I have listed a few design considerations for NoSQL Primary Keys as follows:
- Since Primary Keys are fastest way to access NoSQL data, use business relevant attributes as Primary Keys. Using Surrogate Keys or Timestamps should be minimized as you may not know the value of such key during reads to do a K: V lookup.
- Analyze your query pattern requirements and shortlist attributes that appear frequently as predicates. Examine such attributes to determine if they would provide uniqueness, if yes, consider them as candidates for Primary Keys.
- Categorize you query patterns into high SLA/critical queries and secondary/data mining queries and design Primary Keys to satisfy the critical queries.
- In cases where joining Containers is unavoidable, design Primary Keys to enable application side joins. For Example, instead of using heavy indexes, design lookup container storing references for multiple entities and then using Primary Keys to access individual entities. The application can then access the lookup Container using PK access, extract the list of references and use them as PKs to access other Containers in a multi-threaded fashion. Such access will still be faster than one Container with multiple complex Indexes.
- Design Indexes
Most of NoSQL databases provide secondary Indexes with some exceptions such as HBase. Different NoSQL database provide different kind of Indexes such as regular B-Tree, Array, Geo-spatial & Full Text Search/inverted Indexes. Hence, finding what indexes are available for the NoSQL database you are designing helps. Regardless of the type, Indexes should be designed to implement non-critical/data mining-like queries.
Here are some of Index design considerations:
- Examine the query patterns and create a consolidated list of attributes listed as predicates for queries belonging to same container. Use this list to design efficient composite covering Indexes. Try to avoid creating individual indexes for each query. This is especially important in context of iterative/agile nature of NoSQL modeling as more query patterns tend to emerge during consecutive sprints, and instead of re-designing existing Indexes, more individual Indexes are added overtime. Such practice builds a lot of pressure on Indexers and database performance degrades over the course of the project.

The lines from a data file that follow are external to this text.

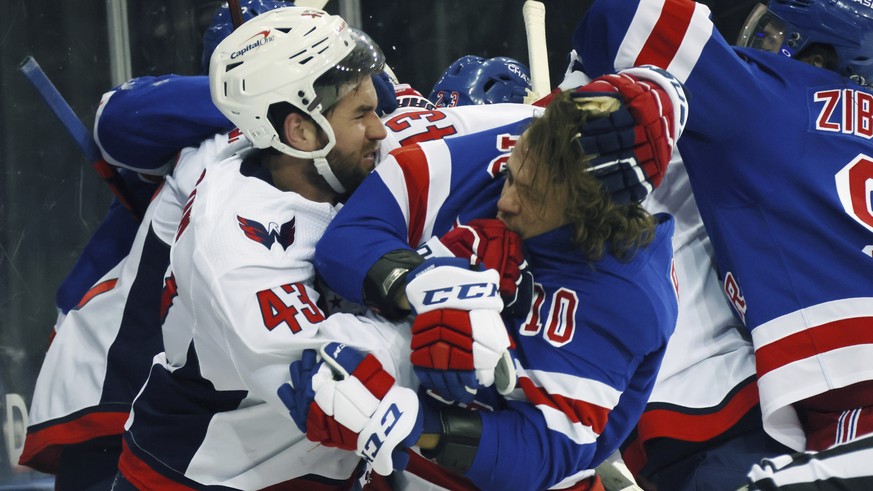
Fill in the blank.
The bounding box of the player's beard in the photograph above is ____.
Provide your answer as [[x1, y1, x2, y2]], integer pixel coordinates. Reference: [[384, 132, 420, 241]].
[[327, 144, 379, 201]]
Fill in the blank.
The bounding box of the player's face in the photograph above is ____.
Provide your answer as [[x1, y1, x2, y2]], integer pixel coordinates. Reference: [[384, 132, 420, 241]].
[[327, 77, 387, 192], [497, 135, 566, 239]]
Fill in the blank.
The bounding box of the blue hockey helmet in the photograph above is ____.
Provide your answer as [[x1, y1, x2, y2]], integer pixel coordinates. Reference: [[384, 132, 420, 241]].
[[200, 0, 294, 74], [737, 0, 873, 83], [428, 55, 531, 107]]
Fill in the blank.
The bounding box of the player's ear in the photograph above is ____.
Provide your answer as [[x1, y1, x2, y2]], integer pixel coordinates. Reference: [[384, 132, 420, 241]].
[[282, 112, 318, 151]]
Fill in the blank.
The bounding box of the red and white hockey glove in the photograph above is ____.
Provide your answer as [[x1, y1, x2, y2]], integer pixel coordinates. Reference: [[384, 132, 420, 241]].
[[277, 343, 423, 476], [439, 218, 533, 314], [570, 67, 688, 204], [406, 257, 516, 402]]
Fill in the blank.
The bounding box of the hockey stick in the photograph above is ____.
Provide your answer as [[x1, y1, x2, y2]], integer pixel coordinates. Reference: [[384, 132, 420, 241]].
[[521, 0, 552, 99], [18, 56, 142, 221]]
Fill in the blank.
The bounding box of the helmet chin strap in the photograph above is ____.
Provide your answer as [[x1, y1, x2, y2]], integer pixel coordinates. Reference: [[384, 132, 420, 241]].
[[313, 157, 346, 194]]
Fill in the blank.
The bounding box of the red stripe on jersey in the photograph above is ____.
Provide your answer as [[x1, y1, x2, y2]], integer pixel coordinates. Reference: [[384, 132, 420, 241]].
[[392, 145, 430, 247], [621, 379, 758, 476], [755, 317, 873, 378], [18, 411, 128, 474], [118, 441, 194, 491], [518, 377, 610, 435], [74, 278, 118, 310], [634, 0, 695, 68]]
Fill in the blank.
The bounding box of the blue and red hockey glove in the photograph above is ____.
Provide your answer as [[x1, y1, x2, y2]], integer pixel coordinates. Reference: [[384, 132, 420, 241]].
[[277, 342, 423, 476], [571, 67, 687, 204]]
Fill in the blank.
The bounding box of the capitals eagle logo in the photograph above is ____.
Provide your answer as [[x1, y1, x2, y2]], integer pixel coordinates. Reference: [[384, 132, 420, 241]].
[[236, 215, 297, 250]]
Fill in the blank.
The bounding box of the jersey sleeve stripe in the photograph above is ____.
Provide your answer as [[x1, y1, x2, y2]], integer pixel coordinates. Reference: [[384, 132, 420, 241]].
[[394, 142, 452, 247], [752, 297, 873, 349], [519, 377, 612, 440], [376, 156, 410, 237], [615, 0, 712, 82], [755, 316, 873, 377]]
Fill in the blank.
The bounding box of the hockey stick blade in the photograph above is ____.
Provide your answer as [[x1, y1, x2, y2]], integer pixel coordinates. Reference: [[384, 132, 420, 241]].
[[18, 56, 142, 221]]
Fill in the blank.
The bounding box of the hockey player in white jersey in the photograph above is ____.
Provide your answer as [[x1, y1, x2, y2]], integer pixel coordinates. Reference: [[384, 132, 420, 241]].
[[109, 8, 422, 489]]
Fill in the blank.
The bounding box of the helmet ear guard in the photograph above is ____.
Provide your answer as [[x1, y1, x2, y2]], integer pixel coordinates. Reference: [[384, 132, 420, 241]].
[[736, 0, 873, 84], [209, 7, 385, 193]]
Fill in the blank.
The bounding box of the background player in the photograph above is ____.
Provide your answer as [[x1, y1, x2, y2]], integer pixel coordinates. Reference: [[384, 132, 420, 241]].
[[428, 55, 531, 107], [574, 1, 873, 486], [20, 0, 287, 490]]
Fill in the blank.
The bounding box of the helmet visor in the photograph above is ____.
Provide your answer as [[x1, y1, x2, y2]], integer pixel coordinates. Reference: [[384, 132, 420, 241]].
[[314, 28, 385, 112], [737, 3, 789, 53]]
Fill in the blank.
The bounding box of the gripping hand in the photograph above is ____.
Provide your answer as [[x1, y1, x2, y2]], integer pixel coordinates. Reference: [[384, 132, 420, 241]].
[[440, 219, 533, 313], [278, 343, 423, 476], [406, 258, 516, 402], [571, 68, 687, 204]]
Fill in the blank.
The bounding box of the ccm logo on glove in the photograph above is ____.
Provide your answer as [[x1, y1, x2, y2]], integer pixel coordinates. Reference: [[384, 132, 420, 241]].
[[361, 404, 403, 462]]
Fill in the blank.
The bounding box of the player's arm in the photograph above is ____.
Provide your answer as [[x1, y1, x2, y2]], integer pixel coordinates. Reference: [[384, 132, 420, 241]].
[[573, 0, 769, 134], [94, 75, 233, 175]]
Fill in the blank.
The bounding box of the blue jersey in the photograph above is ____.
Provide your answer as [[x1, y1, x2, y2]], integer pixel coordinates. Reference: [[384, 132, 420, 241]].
[[574, 0, 873, 449], [316, 124, 677, 489], [56, 75, 233, 325]]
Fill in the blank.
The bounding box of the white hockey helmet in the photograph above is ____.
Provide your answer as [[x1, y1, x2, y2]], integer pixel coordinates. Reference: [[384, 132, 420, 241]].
[[209, 7, 385, 193]]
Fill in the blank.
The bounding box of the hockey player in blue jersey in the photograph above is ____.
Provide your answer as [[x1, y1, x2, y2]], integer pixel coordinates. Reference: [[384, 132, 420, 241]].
[[574, 0, 873, 488], [55, 0, 293, 334], [20, 0, 289, 490], [297, 67, 685, 489]]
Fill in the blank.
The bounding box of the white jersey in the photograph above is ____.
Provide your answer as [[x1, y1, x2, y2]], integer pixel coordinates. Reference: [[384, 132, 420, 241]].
[[624, 151, 758, 473], [119, 144, 412, 489], [21, 135, 248, 473]]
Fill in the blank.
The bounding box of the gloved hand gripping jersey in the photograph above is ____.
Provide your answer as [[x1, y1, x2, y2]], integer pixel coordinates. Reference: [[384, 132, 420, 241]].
[[406, 257, 516, 402], [571, 67, 688, 204], [277, 343, 423, 476]]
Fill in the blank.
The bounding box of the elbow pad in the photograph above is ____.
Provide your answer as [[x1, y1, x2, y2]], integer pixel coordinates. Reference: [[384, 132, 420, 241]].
[[362, 249, 424, 320]]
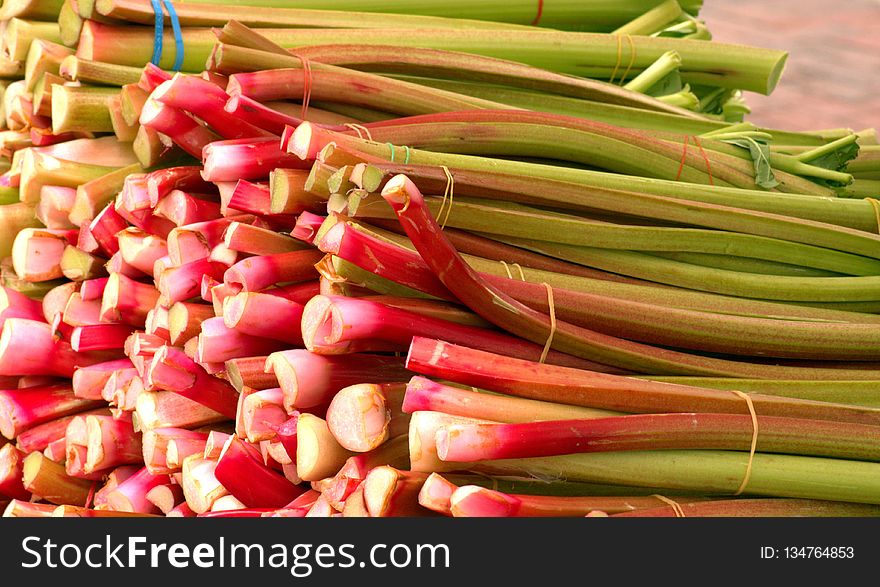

- Design Array Indexes only when all or most of the attributes in the array are required for the query. If you need only one or two attributes in the array, consider moving such attributes outside of the array or duplicate such attributes outside the array and design a simple/composite Index of them. Try to keep size of the array to a minimum if you plan to Index it.
- If you require special Indexes such as FTS (Full Text Search), try to avoid such Indexes on attributes with complex datatypes such as arrays. Such Indexes take 2-3x space so pay attention to the Index size as well. If you require FTS enabled on multiple attributes For Example Address, City, State etc., design a derived attribute with a concatenated value from all of the above attributes such as Full Address and create FTS on it. Derived attributes can also be designed for other cases as well, such as attributes requiring FTS as well as value searches or aggregations etc.
In summary, designing NoSQL is very different that designing RDBMS as the later has a set of standard database agnostic steps in form of Normalization & Data Modeling paradigms to guide the design process. This is my attempt to provide some standard guidelines to look for while designing different types of NoSQL databases but in-short when asked How to design schema your NoSQL? the answer for the most part remains…It depends!
*NOTE: Thoughts expressed in this blog are the author’s and not his present or previous employer’s.